I. Villain - Blessures invisibles

Titre : Blessures Invisibles
Série : Groupe de Lost – Tome 4
Auteur : Isabelle Villain
Éditeur : Taurnada
Parution : 2020
Origine : France
253 pages

De quoi ça cause ?

Le major Maraval est retrouvé mort à son domicile, une balle dans la tête, son arme à la main.

La thèse du suicide est pourtant très vite abandonnée par le groupe du commandant Rebecca de Lost, et les pistes militaires et familiales se multiplient.

Dans le même temps, le « tueur au marteau », demeuré silencieux depuis l’enterrement du capitaine Atlan, décide de reprendre du service.

Pourquoi lui plutôt qu’un autre ?

Parce que c’est l’occasion de retrouver le groupe de Lost, un groupe découvert fin 2018 avec le précédent roman (troisième du nom dans la série), Mauvais Genre.

Ma Chronique

Je remercie chaleureusement les éditions Taurnada, et tout particulièrement Joël, pour leur confiance renouvelée. J’aurai pu (et peut être même dû) lire et chroniquer ce roman en avant-première, mais comme souvent en période de congés, j’ai pris beaucoup de retard dans mes lectures entre fin décembre et mi-janvier.

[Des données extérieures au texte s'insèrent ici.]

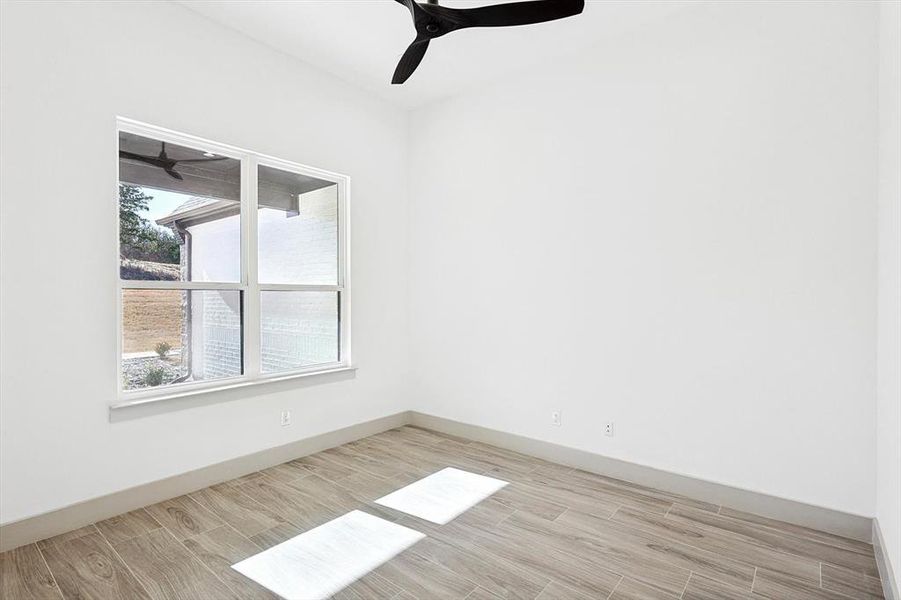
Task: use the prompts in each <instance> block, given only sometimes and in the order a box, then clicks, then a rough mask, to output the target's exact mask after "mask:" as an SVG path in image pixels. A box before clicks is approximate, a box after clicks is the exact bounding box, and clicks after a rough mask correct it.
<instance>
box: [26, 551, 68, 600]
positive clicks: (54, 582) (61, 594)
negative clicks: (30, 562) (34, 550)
mask: <svg viewBox="0 0 901 600" xmlns="http://www.w3.org/2000/svg"><path fill="white" fill-rule="evenodd" d="M41 541H43V540H41ZM32 543H33V544H34V548H35V550H37V551H38V556H40V557H41V560H42V561H43V562H44V566H45V567H47V573H49V574H50V579H51V580H52V581H53V587H54V588H56V593H57V594H59V597H60V598H62V599H63V600H65V599H66V596H65V594H63V588H62V587H60V585H59V581H58V580H57V577H56V573H54V572H53V569H51V568H50V563H49V562H47V557H46V556H44V551H43V550H41V547H40V546H38V544H37V542H32Z"/></svg>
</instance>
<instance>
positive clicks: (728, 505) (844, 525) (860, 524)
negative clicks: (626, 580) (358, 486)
mask: <svg viewBox="0 0 901 600" xmlns="http://www.w3.org/2000/svg"><path fill="white" fill-rule="evenodd" d="M408 424H412V425H417V426H419V427H423V428H426V429H432V430H435V431H438V432H443V433H449V434H452V435H457V436H461V437H464V438H468V439H472V440H476V441H481V442H485V443H488V444H493V445H495V446H499V447H501V448H507V449H509V450H514V451H517V452H521V453H523V454H528V455H531V456H535V457H538V458H543V459H545V460H549V461H552V462H557V463H560V464H564V465H569V466H573V467H578V468H580V469H584V470H586V471H591V472H594V473H599V474H602V475H607V476H610V477H616V478H618V479H623V480H626V481H631V482H633V483H637V484H641V485H645V486H648V487H652V488H656V489H660V490H664V491H668V492H671V493H676V494H681V495H684V496H688V497H691V498H695V499H697V500H703V501H706V502H712V503H715V504H723V505H726V506H730V507H732V508H736V509H739V510H743V511H746V512H751V513H755V514H758V515H762V516H766V517H770V518H774V519H779V520H782V521H788V522H790V523H794V524H797V525H803V526H807V527H812V528H814V529H819V530H822V531H828V532H830V533H835V534H838V535H844V536H846V537H850V538H854V539H858V540H864V541H867V542H870V541H871V540H873V539H875V537H874V536H875V535H876V534H874V531H875V530H874V528H873V520H872V519H871V518H869V517H863V516H860V515H853V514H849V513H844V512H841V511H836V510H832V509H828V508H823V507H819V506H814V505H811V504H805V503H803V502H797V501H794V500H787V499H784V498H778V497H775V496H769V495H766V494H761V493H759V492H753V491H748V490H743V489H740V488H735V487H731V486H728V485H724V484H720V483H715V482H709V481H703V480H700V479H696V478H693V477H688V476H685V475H679V474H676V473H670V472H667V471H662V470H660V469H655V468H652V467H648V466H644V465H637V464H634V463H629V462H626V461H622V460H618V459H614V458H610V457H606V456H602V455H600V454H594V453H591V452H587V451H585V450H579V449H576V448H570V447H567V446H562V445H559V444H553V443H550V442H544V441H541V440H536V439H532V438H527V437H523V436H520V435H515V434H512V433H507V432H503V431H497V430H493V429H488V428H486V427H481V426H478V425H471V424H467V423H461V422H459V421H453V420H450V419H445V418H442V417H435V416H432V415H427V414H423V413H419V412H415V411H405V412H400V413H397V414H394V415H390V416H387V417H382V418H380V419H375V420H372V421H368V422H365V423H359V424H357V425H352V426H350V427H345V428H342V429H339V430H336V431H333V432H329V433H324V434H321V435H317V436H314V437H311V438H307V439H304V440H298V441H296V442H292V443H290V444H286V445H284V446H279V447H277V448H270V449H268V450H263V451H261V452H256V453H254V454H250V455H247V456H243V457H240V458H236V459H233V460H229V461H225V462H222V463H218V464H215V465H211V466H208V467H204V468H202V469H197V470H195V471H190V472H188V473H183V474H181V475H176V476H174V477H169V478H166V479H162V480H159V481H155V482H152V483H148V484H145V485H141V486H137V487H134V488H130V489H127V490H122V491H120V492H115V493H113V494H108V495H105V496H101V497H99V498H94V499H91V500H86V501H84V502H80V503H77V504H73V505H71V506H67V507H64V508H61V509H58V510H54V511H51V512H47V513H44V514H41V515H36V516H33V517H29V518H27V519H22V520H20V521H14V522H11V523H7V524H4V525H2V526H0V552H3V551H6V550H10V549H12V548H17V547H19V546H22V545H24V544H29V543H31V542H36V541H38V540H42V539H45V538H48V537H52V536H54V535H59V534H61V533H65V532H67V531H71V530H73V529H77V528H79V527H83V526H85V525H89V524H91V523H95V522H97V521H101V520H103V519H108V518H110V517H114V516H116V515H119V514H122V513H125V512H128V511H131V510H135V509H137V508H140V507H142V506H147V505H148V504H154V503H156V502H160V501H162V500H166V499H168V498H173V497H176V496H181V495H183V494H187V493H190V492H193V491H196V490H198V489H201V488H204V487H207V486H210V485H214V484H216V483H220V482H222V481H227V480H229V479H234V478H236V477H240V476H242V475H246V474H248V473H252V472H254V471H259V470H261V469H265V468H268V467H271V466H274V465H277V464H280V463H283V462H286V461H289V460H292V459H295V458H299V457H301V456H306V455H308V454H313V453H316V452H320V451H322V450H326V449H328V448H332V447H335V446H340V445H341V444H346V443H348V442H352V441H354V440H358V439H361V438H364V437H368V436H370V435H374V434H376V433H380V432H382V431H386V430H388V429H393V428H395V427H400V426H402V425H408ZM880 568H881V565H880ZM886 597H887V598H888V596H886ZM892 600H901V598H899V597H898V596H897V595H896V596H895V598H893V599H892Z"/></svg>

Le hasard a voulu que ce roman traite lui aussi du syndrome de stress post traumatique (SSPT) mais Isabelle Villain aborde la question sous un autre angle ; une approche beaucoup plus humaine qui ne peut que susciter l’empathie pour les victimes.

Un syndrome qui fait encore trop souvent l’objet d’un déni évident de la part de certains militaires, comme l’auteure le fait dire à un de ses personnages, un ancien militaire interrogé dans le cadre de la mort du major Maraval :

Je vais vous dire un truc. Le SSPT, ça n’existe pas. C’est une connerie inventée par des faibles en retour de mission. Des gars qui ne sont tout simplement pas faits pour la vie militaire. Des gars qui feraient mieux d’aller bosser dans un bureau, 35 heures par semaine.

Ou comme le soulignera la femme de la victime quelques chapitres plus tard :

Le problème avec le SSPT, c’est que la plupart des gens ne le reconnaissent pas. Le burn-out n’est plus tabou dans la vie civile, alors pourquoi est-ce si compliqué chez les militaires ?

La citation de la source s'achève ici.